Macros are an escape hatch that happens at an inopportune phase in the compiler, and as such they always run up against whatever the current limits of the language are. New non-macro language features should very rarely be motivated by making a particular macro easier to write: that way leads to unlimited growth.

The analogy with local inference is incorrect, and users will largely have no idea how impl trait works, so analogy to aspects of its function (its opacity or lack thereof) cannot be leveraged and are not relevant. It's already beyond the cognitive limits of most users, as clearly evidenced by most discussion around it.

[dhardy]

@graydon I would like to be able to type things like the following but make S a concrete type:

fn ident_i32(x: i32) -> i32 { x }
struct S<F: Fn(i32) -> i32> {
    f: F
}
let s: S<_> = S { f: ident_i32 };

Since closure / function types are impossible to express, some type of auto-derivation is needed to do this. typeof(ident_i32) might be enough.

Why I want to do this is complicated, and I'm not actually sure this is the best approach. See this example.
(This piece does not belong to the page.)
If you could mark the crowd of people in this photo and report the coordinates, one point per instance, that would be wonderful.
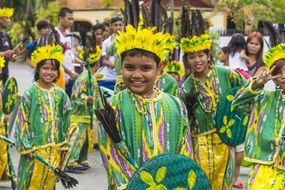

Here, make_widget constructs a custom struct, implements some stuff for it, and returns an instance; the type of this struct is often not expressible. When this in-expressible type gets placed in another struct field, that struct's type is also in-expressible, and the field's type is reduced to a bound on implemented traits, even though the type is statically known. This means that accessing fields of the inner struct directly is impossible, hence why this example must use a SetText trait instead of simply calling self.display.display.set_text(...);.